Apple nearly always makes decisions that benefit its users. In the case of the Kindle Clauses, Apple effectively threw its users under the bus in an attempt to drive a dagger through Amazon’s heart. (Not coincidentally, the Kindle Clauses were introduced around the time the iBookstore went live.)

Clause 11.2 prohibits third party billing systems in iOS applications. After its introduction, Amazon’s own accounts, along with the billing systems of many other great iOS apps, became persona non grata. An argument can be made that clause 11.2 improves life for users by unifying the purchasing experience across all applications. But I find it far more likely that Apple simply decided to take advantage of its mobile catbird seat and commandeer a 30% cut of all purchases in the iOS ecosystem. An important bonus: Amazon is a high-volume, low-margin business that can’t withstand a 30% hit. Dagger: drawn.

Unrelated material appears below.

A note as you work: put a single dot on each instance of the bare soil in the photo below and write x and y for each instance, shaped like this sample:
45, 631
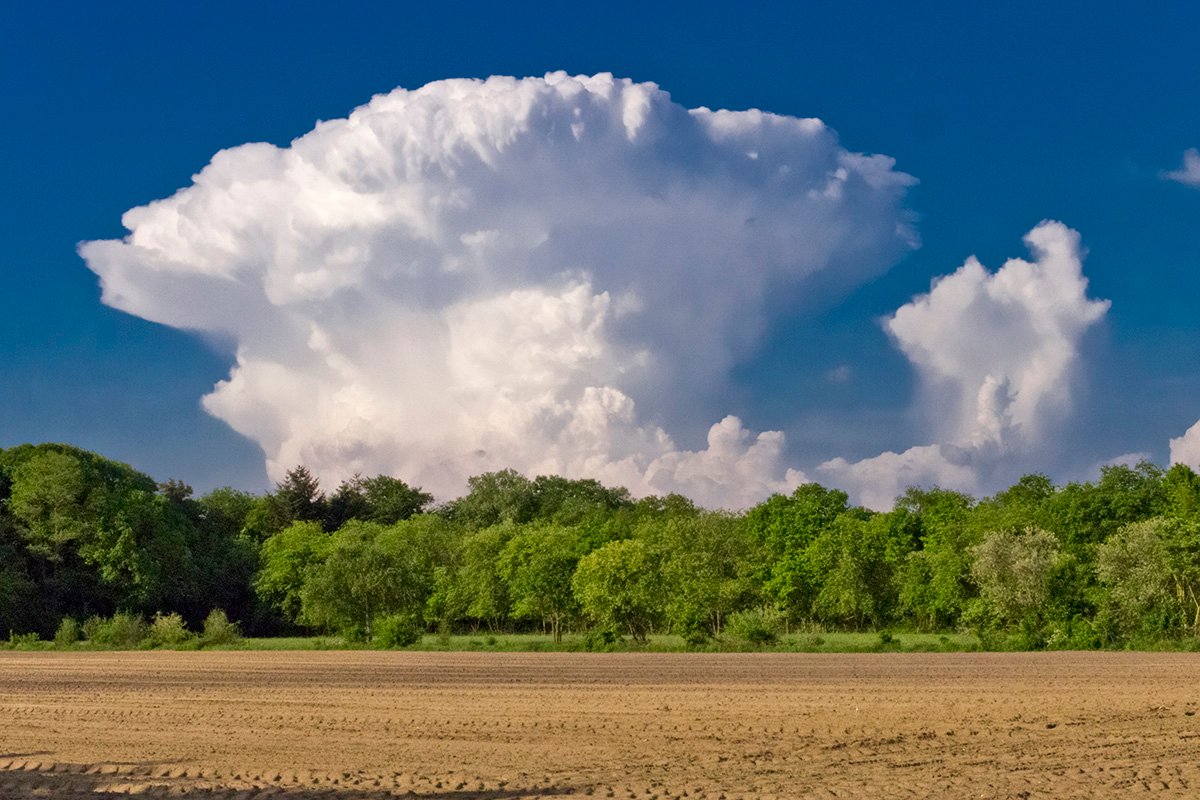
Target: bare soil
505, 726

Clause 11.13 is far more nefarious. To work around billing restrictions, Amazon added a “Buy Kindle Books” button that linked to the Kindle web site. Apple couldn’t exactly prevent Amazon from selling stuff on Amazon’s own site, so the App Store team upped the ante. Clause 11.13 prohibits iOS applications from linking to any site that provides its own billing system. Again, an argument can be made that Apple introduced 11.13 to protect its users (especially its most naive and vulnerable users) from untrustworthy billing systems. But because inclusion in the App Store is, by itself, a strong signal of trustworthiness, it’s hard for me to accept this argument at face value. More instructive, I think, is to look at 11.13’s impact on the Kindle app. In order to comply, Amazon had to remove links from the Kindle app to the Kindle bookstore. Beyond linking, 11.13 prohibits merely documenting where users should go. The result is an awful experience for Amazon’s users: they open up the Kindle app and have no idea how to buy books. Dagger: plunged.

As far as Cloak goes, we had compelling reasons to build our own billing infrastructure. First, customers — in particular, business customers — made it clear that they needed Cloak on many platforms; we love the Apple ecosystem but we have to be realistic about what we’re building. Tying ourselves exclusively to Apple’s In-App Purchase program was never an option. At the same time, there are only three of us at Cloak. At our small size, it’s simply untenable for us to support multiple billing systems. To do so would require complex integration and synchronization; our time is better spent elsewhere. Interestingly, the least of our worries was Apple’s 30% cut: we have high enough margins that, while painful, we could take the hit.

What’s the upshot for Cloak? It will land in the App Store — probably soon now that we’ve weathered a few rejections and understand the Kindle Clauses in more detail. But it will land in a neutered state that benefits neither our users nor Apple’s. Witness the evolution:

Apple needs to take a deep breath and reconsider its approach to these difficult issues. In my opinion, the current state of affairs harms Apple’s users and developers while providing questionable value in return.